De Zoogdiervereniging heeft 2023 uitgeroepen tot het jaar van de meervleermuis! Dat vinden de ecologen van Kwinfra meer dan terecht. Want Nederland is super belangrijk voor deze vleermuissoort. Bijna 30% van de vrouwtjes van de wereldwijde meervleermuizen populatie krijgt haar jongen in Nederland. Met name het noordwesten van ons land is bezet door deze vliegende insecteneters. Helaas gaat niet goed met de meervleermuis in Nederland en dat heeft significante gevolgen voor het voortbestaan van de diersoort wereldwijd.
- De meervleermuizen in Nederland zijn drastisch verminderd. Van 11.700 in 1994 naar 7000 in 2021.
- Bijna 30% (van de vrouwelijke dieren) van de wereldwijde meervleermuis populatie krijgt jongen in Nederland.
- Er zijn slechts 175 kraamverblijfplaatsen in Nederland bekend.
- Meervleermuizen verblijven uitsluitend in gebouwen, tussen de spouwmuur, op zolder of vergelijkbare plek.
- De meervleermuis (en ook veel andere vleermuissoorten) krijgen gemiddeld slechts één jong per jaar.
Vleermuizen bij sloop, renovatie of na-isolatie
Wanneer de ecologen van Kwinfra nader soortgericht onderzoek uitvoeren, en daarbij vleermuisverblijfplaatsen worden vastgesteld, dan zijn niet alle opdrachtgevers daar blij mee. Het betekent meestal dat er een ontheffing op de Wet natuurbescherming (Wnb) moet worden aangevraagd en er passende maatregelen met compensatie voor de vleermuisverblijfplaatsen moeten worden verzorgd. Vertraging van de ruimtelijke ontwikkeling is vaak het gevolg en op tijd ecologisch onderzoek laten verrichten, kan in veel gevallen helpen de vertraging te beperken. Kwinfra denkt graag mee voor een passende planning.
Omdat vertraging zeer onwenselijk is, vinden wij het belangrijk om goed uit te leggen waarom de Wet natuurbescherming vleermuizen en hun verblijfplaatsen beschermd.
Vleermuisverblijfplaatsen
Alle vleermuissoorten in Nederland stellen strenge eisen aan hun verblijfplaats. Afhankelijk van de vleermuissoort, verschilt de voorkeur van het type verblijfplaats, een gebouw, een boom of een grot. Altijd geldt dat er een geschikte opening moet zijn en er tochtvrij, warm, maar niet te heet binnenklimaat heerst. Roofdieren mogen geen toegang hebben en idealiter is de ruimte groot genoeg voor een hele kolonie vleermuizen (kraamkolonie). Een jachtgebied moet ook in de buurt liggen en deze moet bereikbaar zijn vanaf de verblijfplaats. Meervleermuizen verblijven slechts in gebouwen. Dit kan tussen de spouwmuren zijn, op een zolder of andere vergelijkbare plekken.
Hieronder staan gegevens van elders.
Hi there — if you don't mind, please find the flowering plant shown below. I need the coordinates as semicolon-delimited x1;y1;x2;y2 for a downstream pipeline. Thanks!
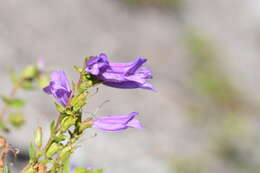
2;53;154;173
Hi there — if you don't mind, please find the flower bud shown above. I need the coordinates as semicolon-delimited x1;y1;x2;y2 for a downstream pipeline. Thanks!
22;65;39;79
35;127;42;148
60;146;76;160
61;116;76;132
24;168;36;173
46;143;62;158
80;119;93;131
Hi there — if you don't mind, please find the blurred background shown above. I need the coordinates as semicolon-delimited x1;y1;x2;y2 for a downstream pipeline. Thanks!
0;0;260;173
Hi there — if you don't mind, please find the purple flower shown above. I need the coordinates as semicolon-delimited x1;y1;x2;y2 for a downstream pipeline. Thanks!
86;53;154;90
37;57;45;71
92;112;143;132
43;70;72;107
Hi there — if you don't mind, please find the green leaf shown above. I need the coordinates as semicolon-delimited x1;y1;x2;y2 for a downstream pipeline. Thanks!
1;96;25;108
63;158;70;173
55;102;65;113
9;113;25;128
22;65;39;79
72;168;103;173
52;135;67;143
6;164;11;173
29;143;36;160
37;74;50;88
21;80;34;90
71;93;87;111
50;120;55;134
0;120;9;132
73;65;83;73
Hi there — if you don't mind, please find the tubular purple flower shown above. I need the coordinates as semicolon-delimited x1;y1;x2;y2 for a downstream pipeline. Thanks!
86;53;154;90
92;112;143;132
43;70;72;107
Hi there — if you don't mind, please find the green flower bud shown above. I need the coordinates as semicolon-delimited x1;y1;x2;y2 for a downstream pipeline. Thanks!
46;143;62;158
61;116;76;132
9;113;25;128
24;168;36;173
80;119;93;131
35;127;42;148
60;146;76;160
22;65;39;79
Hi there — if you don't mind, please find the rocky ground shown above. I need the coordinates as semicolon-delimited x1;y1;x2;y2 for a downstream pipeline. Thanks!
0;0;260;173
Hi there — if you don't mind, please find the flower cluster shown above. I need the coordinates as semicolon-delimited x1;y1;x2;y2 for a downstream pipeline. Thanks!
43;53;154;132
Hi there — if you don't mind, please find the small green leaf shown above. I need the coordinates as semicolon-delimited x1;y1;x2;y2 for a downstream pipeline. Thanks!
9;113;25;128
73;65;83;73
22;65;39;79
71;93;87;111
50;120;55;134
0;120;9;132
34;127;42;148
63;158;70;173
55;102;65;113
52;135;67;143
6;164;11;173
21;80;34;90
37;73;50;88
72;168;103;173
29;143;36;160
Meervleermuizen ondervinden vaak problemen op hun vliegroute. Ze navigeren richting hun jachtgebied door watergangen te volgen. Op deze vliegroutes kunnen licht en andere verstoringen veroorzaken dat hun jachtgebied niet bereikbaar is vanaf hun verblijfplaats of zorgen dat ze ver moeten omvliegen, waardoor ze niet genoeg tijd hebben om te jagen. Zodoende komen ze niet aan hun voedselbehoeftes.
Kraamkolonies
Dit maakt dat meervleermuizen één van de meest kieskeurige bij het kiezen van een verblijfplaats. Er zijn dan ook maar 175 locaties in Nederland bekend waar meervleermuizen een kraamverblijfplaats hebben. Z’n verblijfplaats huisvest al gauw tussen de 200 en 500 meervleermuizen. Het verliezen van één van deze onderkomens direct desastreuze gevolgen. Vaak vinden de vleermuizen geen alternatieve kraamplek en de populatie zal daardoor sterk achteruitgaan. Ook herstellen vleermuispopulaties zich niet snel. Dit komt omdat vrouwelijke dieren gemiddeld slechts één jong per jaar grootbrengen.